You see the proverbial “storm approaching”. It could be imagining a negative outcome with a client or colleague. The storm could be a pending doctor’s appointment to get test results. Perhaps it is looking at your bank account and wondering how you will ever afford to retire.
The cold winds of reality might be swirling around in your brain, waiting for the thunder and lightening to appear. Surely disaster awaits on the horizon.
And then—nothing. It was all bluff and puff.
Imagine: all that energy and worry spent for nothing.
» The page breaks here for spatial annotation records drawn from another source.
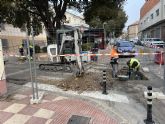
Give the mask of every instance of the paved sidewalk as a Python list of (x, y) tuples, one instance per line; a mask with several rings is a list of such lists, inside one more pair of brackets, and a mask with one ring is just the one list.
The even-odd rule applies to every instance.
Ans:
[(0, 124), (67, 124), (72, 115), (88, 117), (89, 124), (119, 124), (91, 102), (46, 92), (41, 104), (29, 104), (30, 88), (19, 89), (0, 101)]

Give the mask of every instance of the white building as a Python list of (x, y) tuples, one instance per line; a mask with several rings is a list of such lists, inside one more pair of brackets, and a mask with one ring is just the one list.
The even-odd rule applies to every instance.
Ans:
[[(79, 27), (86, 29), (89, 26), (85, 23), (83, 16), (73, 10), (67, 10), (66, 15), (66, 23), (64, 25)], [(0, 39), (2, 39), (3, 47), (6, 50), (18, 51), (18, 47), (20, 44), (24, 43), (27, 39), (26, 33), (21, 31), (19, 28), (14, 28), (10, 24), (4, 24), (1, 26), (0, 31)], [(39, 45), (46, 44), (46, 32), (43, 29), (42, 33), (35, 37), (36, 43)]]
[(140, 38), (165, 40), (165, 0), (146, 0), (140, 14)]

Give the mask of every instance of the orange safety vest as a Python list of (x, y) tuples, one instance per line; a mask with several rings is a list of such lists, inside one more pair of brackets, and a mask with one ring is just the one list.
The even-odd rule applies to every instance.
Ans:
[(112, 48), (111, 53), (110, 53), (110, 58), (119, 58), (119, 55), (116, 49)]

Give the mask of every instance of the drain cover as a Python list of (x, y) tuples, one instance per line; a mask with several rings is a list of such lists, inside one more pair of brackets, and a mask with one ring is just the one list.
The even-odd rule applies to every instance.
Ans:
[(90, 119), (89, 117), (72, 115), (67, 124), (89, 124)]

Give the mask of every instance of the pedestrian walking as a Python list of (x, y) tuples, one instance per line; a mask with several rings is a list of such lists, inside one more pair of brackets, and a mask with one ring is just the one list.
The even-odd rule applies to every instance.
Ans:
[(20, 53), (21, 56), (24, 56), (24, 44), (21, 44), (19, 46), (19, 53)]
[(119, 54), (117, 52), (117, 47), (116, 47), (116, 45), (113, 45), (111, 52), (110, 52), (110, 64), (112, 66), (112, 76), (113, 77), (117, 77), (118, 59), (119, 59)]

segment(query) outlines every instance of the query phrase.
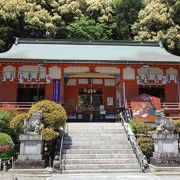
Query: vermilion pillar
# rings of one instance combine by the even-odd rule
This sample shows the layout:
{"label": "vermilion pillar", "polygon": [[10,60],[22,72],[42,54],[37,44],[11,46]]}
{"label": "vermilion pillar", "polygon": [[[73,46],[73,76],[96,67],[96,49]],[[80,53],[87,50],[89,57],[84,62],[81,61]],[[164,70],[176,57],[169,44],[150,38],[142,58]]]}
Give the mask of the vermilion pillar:
{"label": "vermilion pillar", "polygon": [[64,66],[61,66],[61,104],[64,105]]}
{"label": "vermilion pillar", "polygon": [[0,102],[2,101],[2,75],[3,75],[3,67],[2,67],[2,63],[0,63]]}

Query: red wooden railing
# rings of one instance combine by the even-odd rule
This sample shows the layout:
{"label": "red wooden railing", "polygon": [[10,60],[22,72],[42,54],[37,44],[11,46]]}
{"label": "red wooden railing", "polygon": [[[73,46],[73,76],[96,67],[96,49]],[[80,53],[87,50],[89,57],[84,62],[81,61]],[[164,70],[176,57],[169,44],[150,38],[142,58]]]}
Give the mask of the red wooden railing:
{"label": "red wooden railing", "polygon": [[[125,108],[132,110],[130,103],[126,103]],[[180,103],[175,103],[175,102],[161,103],[161,109],[164,110],[167,118],[180,119]]]}
{"label": "red wooden railing", "polygon": [[[35,104],[35,102],[0,102],[0,108],[11,108],[17,111],[28,111],[33,104]],[[130,103],[127,103],[125,108],[132,110]],[[180,103],[161,103],[161,108],[165,111],[167,118],[180,119]]]}
{"label": "red wooden railing", "polygon": [[35,102],[0,102],[0,108],[28,111]]}

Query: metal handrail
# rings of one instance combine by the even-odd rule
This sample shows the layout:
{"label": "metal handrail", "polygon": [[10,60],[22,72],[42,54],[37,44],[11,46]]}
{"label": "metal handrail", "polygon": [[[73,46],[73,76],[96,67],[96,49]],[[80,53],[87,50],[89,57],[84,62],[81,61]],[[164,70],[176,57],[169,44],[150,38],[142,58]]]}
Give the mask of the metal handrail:
{"label": "metal handrail", "polygon": [[64,125],[63,129],[61,130],[61,144],[60,144],[60,149],[59,149],[59,161],[60,161],[60,166],[59,166],[59,169],[60,169],[60,173],[62,173],[63,171],[63,168],[62,168],[62,148],[63,148],[63,142],[64,142],[64,134],[65,134],[65,127],[66,127],[66,124]]}
{"label": "metal handrail", "polygon": [[139,145],[136,141],[136,137],[135,137],[134,133],[132,132],[131,126],[129,125],[129,123],[127,123],[124,120],[122,112],[119,113],[119,119],[121,120],[121,123],[127,134],[128,140],[130,141],[133,151],[136,155],[136,158],[138,159],[138,162],[139,162],[142,172],[146,172],[146,170],[149,170],[149,164],[148,164],[147,158],[143,154],[141,148],[139,147]]}

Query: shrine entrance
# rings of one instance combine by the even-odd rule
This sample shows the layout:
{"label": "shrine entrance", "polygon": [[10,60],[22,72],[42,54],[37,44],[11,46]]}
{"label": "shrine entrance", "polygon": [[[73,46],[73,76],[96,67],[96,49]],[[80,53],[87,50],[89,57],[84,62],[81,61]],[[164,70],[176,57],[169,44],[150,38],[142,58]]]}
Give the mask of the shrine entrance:
{"label": "shrine entrance", "polygon": [[103,104],[102,88],[80,88],[78,95],[78,111],[85,120],[100,118],[100,106]]}
{"label": "shrine entrance", "polygon": [[164,85],[140,85],[139,94],[149,94],[161,99],[161,102],[165,101]]}

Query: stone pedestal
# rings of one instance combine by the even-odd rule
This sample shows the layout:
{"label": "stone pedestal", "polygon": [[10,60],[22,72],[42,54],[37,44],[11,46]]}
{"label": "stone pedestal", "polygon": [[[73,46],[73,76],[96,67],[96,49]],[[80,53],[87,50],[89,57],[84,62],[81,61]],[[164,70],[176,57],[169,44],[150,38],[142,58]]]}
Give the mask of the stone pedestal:
{"label": "stone pedestal", "polygon": [[178,134],[154,133],[154,152],[150,159],[156,166],[179,166],[180,153],[178,147]]}
{"label": "stone pedestal", "polygon": [[42,136],[38,134],[20,135],[20,154],[14,162],[15,168],[44,168],[42,160]]}

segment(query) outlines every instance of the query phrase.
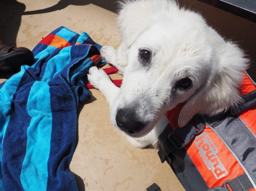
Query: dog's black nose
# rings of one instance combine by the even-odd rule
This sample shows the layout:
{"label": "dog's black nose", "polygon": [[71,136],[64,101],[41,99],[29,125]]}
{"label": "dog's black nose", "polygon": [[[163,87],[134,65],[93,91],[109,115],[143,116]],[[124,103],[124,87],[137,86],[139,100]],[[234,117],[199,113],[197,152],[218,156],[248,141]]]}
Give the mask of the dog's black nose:
{"label": "dog's black nose", "polygon": [[121,130],[129,134],[138,132],[145,126],[138,119],[134,110],[128,108],[118,110],[116,116],[116,121]]}

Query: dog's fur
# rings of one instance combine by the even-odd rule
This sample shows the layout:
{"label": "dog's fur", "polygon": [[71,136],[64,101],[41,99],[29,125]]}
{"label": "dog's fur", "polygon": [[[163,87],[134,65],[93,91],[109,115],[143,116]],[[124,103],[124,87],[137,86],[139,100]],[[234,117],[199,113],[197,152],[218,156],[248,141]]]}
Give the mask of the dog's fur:
{"label": "dog's fur", "polygon": [[[137,116],[147,125],[127,135],[135,146],[156,147],[165,127],[158,122],[179,103],[186,102],[178,119],[182,127],[197,114],[214,115],[241,101],[239,88],[248,60],[199,14],[168,0],[129,1],[121,6],[117,23],[122,42],[117,50],[103,47],[101,53],[123,74],[122,86],[115,86],[96,67],[90,69],[88,77],[105,97],[115,126],[118,128],[118,109],[136,108]],[[146,64],[139,53],[145,49],[152,53]],[[193,82],[191,87],[175,87],[179,80],[187,77]]]}

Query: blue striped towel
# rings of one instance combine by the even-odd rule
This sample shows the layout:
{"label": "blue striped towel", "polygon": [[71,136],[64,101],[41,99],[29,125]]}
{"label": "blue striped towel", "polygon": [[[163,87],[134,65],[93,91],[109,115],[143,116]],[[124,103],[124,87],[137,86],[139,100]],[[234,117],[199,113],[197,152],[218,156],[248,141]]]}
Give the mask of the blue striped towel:
{"label": "blue striped towel", "polygon": [[35,63],[0,84],[0,190],[77,190],[69,164],[86,74],[101,46],[60,27],[32,52]]}

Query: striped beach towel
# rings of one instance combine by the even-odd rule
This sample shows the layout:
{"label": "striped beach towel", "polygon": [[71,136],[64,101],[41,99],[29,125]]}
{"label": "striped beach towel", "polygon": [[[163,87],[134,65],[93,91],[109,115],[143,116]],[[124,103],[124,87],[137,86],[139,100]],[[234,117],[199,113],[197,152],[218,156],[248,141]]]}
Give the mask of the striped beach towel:
{"label": "striped beach towel", "polygon": [[32,52],[35,63],[0,84],[0,190],[76,190],[69,169],[77,105],[101,46],[60,27]]}

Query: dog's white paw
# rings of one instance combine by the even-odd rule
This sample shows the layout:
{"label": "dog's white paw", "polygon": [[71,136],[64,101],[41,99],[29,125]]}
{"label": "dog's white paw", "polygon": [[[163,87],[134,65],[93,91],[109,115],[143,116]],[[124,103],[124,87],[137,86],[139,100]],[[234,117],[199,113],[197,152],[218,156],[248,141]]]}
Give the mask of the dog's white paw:
{"label": "dog's white paw", "polygon": [[116,65],[116,51],[111,46],[103,47],[100,51],[102,58],[108,63]]}
{"label": "dog's white paw", "polygon": [[109,76],[103,70],[98,69],[96,66],[91,67],[87,75],[88,80],[93,86],[100,90],[101,86],[104,85],[104,82],[110,80]]}

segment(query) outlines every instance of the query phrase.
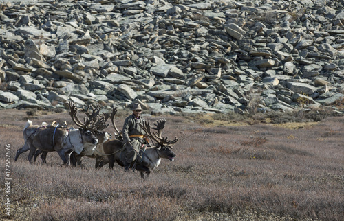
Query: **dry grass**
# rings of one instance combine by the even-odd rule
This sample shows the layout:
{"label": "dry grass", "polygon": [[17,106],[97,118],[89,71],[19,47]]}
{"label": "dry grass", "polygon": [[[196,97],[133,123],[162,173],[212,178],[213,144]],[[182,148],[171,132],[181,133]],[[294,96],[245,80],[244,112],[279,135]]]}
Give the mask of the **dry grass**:
{"label": "dry grass", "polygon": [[[164,135],[178,142],[174,162],[163,159],[149,179],[107,165],[30,164],[23,127],[69,119],[66,113],[27,116],[0,111],[0,145],[11,145],[12,216],[15,220],[340,220],[344,217],[344,117],[290,129],[253,125],[204,126],[166,117]],[[158,117],[152,118],[153,120]],[[232,121],[231,119],[230,121]],[[224,121],[222,120],[222,121]],[[68,121],[67,121],[68,122]],[[117,122],[117,121],[116,121]],[[118,119],[118,126],[123,122]],[[109,132],[113,132],[109,128]],[[17,137],[13,139],[14,137]],[[4,202],[5,152],[0,152]],[[3,206],[0,218],[8,218]]]}

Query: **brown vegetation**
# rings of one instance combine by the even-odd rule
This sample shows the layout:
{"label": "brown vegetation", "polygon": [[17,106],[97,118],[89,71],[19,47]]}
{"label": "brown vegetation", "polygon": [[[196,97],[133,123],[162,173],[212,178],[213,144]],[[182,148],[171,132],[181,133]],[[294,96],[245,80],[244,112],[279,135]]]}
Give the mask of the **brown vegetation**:
{"label": "brown vegetation", "polygon": [[[26,153],[14,162],[28,119],[34,124],[66,119],[72,123],[66,113],[28,116],[24,111],[8,110],[0,111],[0,198],[4,202],[3,150],[10,144],[14,220],[344,217],[343,117],[324,117],[316,124],[294,127],[297,129],[268,124],[263,116],[259,121],[251,119],[255,124],[243,119],[247,124],[242,125],[233,124],[237,123],[234,117],[226,120],[219,115],[166,117],[164,133],[179,138],[173,149],[177,156],[173,162],[162,160],[149,178],[142,181],[136,172],[125,174],[119,166],[114,171],[107,166],[95,170],[92,159],[84,159],[83,167],[59,167],[61,159],[54,152],[48,154],[47,165],[40,159],[29,163]],[[123,119],[117,119],[116,124],[122,125]],[[214,124],[217,121],[221,124]],[[0,218],[8,218],[4,213],[1,206]]]}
As the playwright Inge wrote, “Worry is interest paid on a debt you might not owe.”
Here’s the deal. When we craft stories of negative possibilities, we are weakening our resiliency muscle. Resilient people look at a situation from the viewpoint of positive expectancy. It could be that having an honest, careful conversation with a client or colleague could make the relationship deeper. Test results might eliminate many possibilities and point to a clear medical strategy. Evaluating financial resources now might open a window for making refined lifestyle decisions.
This is not Pollyanna thinking either. The skills of resiliency look honestly at both the upside and the downside of a situation, but spend the most mental energy in focusing on opportunity and learning regardless of the outcome. Not always easy. But always far more powerful.
PS: Closing off the 5th year of drought in California, I DO hope that big winds DO bring rain!